PMC https://www.ncbi.nlm.nih.gov/pmc/articles/PMC6378854/

Abstract
Oxidative status may play a role in chronic inflammation and neurodegeneration which are considered critical etiopathogenetic factors in Multiple Sclerosis (MS), both in the early phase of the disease and in the progressive one. The aim of this study is to explore oxidative status related to iron metabolism in peripheral blood of stable Relapsing-Remitting MS with low disability. We studied 60 Relapsing-Remitting MS patients (age 37.2 ± 9.06, EDSS median 1.0), and 40 healthy controls (age 40.3 ± 10.86). We measured total hydroperoxides (dROMs test) and Total Antioxidant Status (TAS), along with the iron metabolism biomarkers: Iron (Fe), ferritin (Ferr), transferrin (Tf), transferrin saturation (Tfsat), and ceruloplasmin (Cp) panel biomarkers [concentration (iCp) and enzymatic activity (eCp), copper (Cu), ceruloplasmin specific activity (eCp:iCp), copper to ceruloplasmin ratio (Cu:Cp), non-ceruloplasmin copper (nCp-Cu)]. We computed also the Cp:Tf ratio as an index of oxidative stress related to iron metabolism.

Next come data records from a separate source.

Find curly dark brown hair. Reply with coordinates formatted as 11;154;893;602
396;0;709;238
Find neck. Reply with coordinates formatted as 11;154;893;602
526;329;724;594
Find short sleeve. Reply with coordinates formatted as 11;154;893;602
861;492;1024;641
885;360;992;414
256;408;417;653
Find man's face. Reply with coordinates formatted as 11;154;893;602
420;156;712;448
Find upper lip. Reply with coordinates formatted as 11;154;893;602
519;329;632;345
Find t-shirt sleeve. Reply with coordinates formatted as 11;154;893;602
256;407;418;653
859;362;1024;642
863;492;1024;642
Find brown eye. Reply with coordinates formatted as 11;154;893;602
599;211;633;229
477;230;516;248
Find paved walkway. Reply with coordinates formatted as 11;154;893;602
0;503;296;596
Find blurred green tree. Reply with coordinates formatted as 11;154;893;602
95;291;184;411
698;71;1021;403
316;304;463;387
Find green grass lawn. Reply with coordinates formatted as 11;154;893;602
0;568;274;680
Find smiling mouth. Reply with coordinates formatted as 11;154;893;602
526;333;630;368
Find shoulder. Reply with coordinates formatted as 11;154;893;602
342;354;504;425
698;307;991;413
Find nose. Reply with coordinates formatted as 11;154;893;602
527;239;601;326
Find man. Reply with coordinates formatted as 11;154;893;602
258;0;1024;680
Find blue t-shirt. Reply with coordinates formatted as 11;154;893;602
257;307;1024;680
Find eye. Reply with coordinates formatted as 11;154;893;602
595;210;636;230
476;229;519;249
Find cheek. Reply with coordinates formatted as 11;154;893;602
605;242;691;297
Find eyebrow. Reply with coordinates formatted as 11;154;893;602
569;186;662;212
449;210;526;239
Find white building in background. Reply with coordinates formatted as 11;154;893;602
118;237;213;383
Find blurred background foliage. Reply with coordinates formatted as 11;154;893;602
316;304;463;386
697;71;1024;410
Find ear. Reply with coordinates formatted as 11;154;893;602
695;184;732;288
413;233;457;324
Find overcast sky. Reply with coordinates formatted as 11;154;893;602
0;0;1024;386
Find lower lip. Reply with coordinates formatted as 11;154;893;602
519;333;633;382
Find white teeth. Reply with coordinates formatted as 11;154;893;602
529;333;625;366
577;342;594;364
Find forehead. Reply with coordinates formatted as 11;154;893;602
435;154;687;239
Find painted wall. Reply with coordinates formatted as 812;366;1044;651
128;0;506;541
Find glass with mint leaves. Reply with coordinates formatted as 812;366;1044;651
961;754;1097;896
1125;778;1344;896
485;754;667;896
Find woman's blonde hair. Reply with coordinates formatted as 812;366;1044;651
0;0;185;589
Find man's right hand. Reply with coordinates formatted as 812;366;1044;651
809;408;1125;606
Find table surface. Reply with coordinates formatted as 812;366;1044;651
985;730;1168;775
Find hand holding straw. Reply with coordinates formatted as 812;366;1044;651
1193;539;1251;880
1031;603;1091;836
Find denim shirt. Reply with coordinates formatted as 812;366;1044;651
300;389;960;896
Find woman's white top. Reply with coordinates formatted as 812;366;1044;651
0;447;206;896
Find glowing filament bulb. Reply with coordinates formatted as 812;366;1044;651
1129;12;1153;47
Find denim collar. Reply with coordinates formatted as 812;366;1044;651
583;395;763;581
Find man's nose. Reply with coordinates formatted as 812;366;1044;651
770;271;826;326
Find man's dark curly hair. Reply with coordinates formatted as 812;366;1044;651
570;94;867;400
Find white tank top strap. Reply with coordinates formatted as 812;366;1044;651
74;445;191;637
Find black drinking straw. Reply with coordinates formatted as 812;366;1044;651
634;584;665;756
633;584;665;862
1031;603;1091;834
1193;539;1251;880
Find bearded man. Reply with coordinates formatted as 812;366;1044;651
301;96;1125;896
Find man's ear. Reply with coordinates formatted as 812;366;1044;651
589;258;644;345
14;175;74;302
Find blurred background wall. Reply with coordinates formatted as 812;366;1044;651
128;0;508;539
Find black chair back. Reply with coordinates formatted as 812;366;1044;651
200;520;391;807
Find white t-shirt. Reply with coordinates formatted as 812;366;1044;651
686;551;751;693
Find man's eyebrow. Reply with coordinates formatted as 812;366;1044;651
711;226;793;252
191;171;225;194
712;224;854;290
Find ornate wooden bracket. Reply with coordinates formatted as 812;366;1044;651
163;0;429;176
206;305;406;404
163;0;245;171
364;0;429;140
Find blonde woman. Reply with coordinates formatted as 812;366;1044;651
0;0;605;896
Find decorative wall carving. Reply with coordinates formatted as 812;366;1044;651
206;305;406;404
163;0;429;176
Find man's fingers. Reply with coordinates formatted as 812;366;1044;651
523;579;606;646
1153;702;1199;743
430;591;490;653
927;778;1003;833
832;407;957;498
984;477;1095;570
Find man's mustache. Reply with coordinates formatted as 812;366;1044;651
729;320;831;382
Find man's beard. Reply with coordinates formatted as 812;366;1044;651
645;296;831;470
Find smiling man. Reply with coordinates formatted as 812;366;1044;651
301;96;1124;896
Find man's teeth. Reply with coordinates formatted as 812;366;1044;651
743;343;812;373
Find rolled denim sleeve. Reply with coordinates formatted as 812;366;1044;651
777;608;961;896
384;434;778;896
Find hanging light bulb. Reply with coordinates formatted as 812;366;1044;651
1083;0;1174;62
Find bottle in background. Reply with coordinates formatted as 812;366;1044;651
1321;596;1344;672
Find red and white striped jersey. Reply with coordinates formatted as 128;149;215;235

We found lower TAS levels in MS patients than in healthy controls (CTRL) and normal reference level and higher dROMs and Cp:Tf ratio in MS than in healthy controls. Cp and Cu were higher in MS while biomarkers of iron metabolism were not different between patients and controls. Both in controls and MS, dROMs correlated with iCp (CTRL r = 0.821, p < 0.001; MS r = 0.775 p < 0.001) and eCp (CTRL r = 0.734, p < 0.001; MS r = 0.820 p < 0.001). Moreover, only in MS group iCp correlated negatively with Tfsat (r = -0.257, p = 0.047). Dividing MS patients in "untreated" group and "treated" group, we found a significant difference in Fe values [F(2, 97) = 10.136, p < 0.001]; in particular "MS untreated" showed higher mean values (mean = 114.5, SD = 39.37 μg/dL) than CTRL (mean 78.6, SD = 27.55 μg/dL p = 0.001) and "MS treated" (mean = 72.4, SD = 38.08 μg/dL; p < 0.001). Moreover, "MS untreated" showed significantly higher values of Cp:Tf (mean = 10.19, SD = 1.77∗10-2; p = 0.015), than CTRL (mean = 9.03, SD = 1.46 ∗10-2). These results suggest that chronic oxidative stress is relevant also in the remitting phase of the disease in patients with low disability and short disease duration. Therefore, treatment with antioxidants may be beneficial also in the early stage of the disease to preserve neuronal reserve.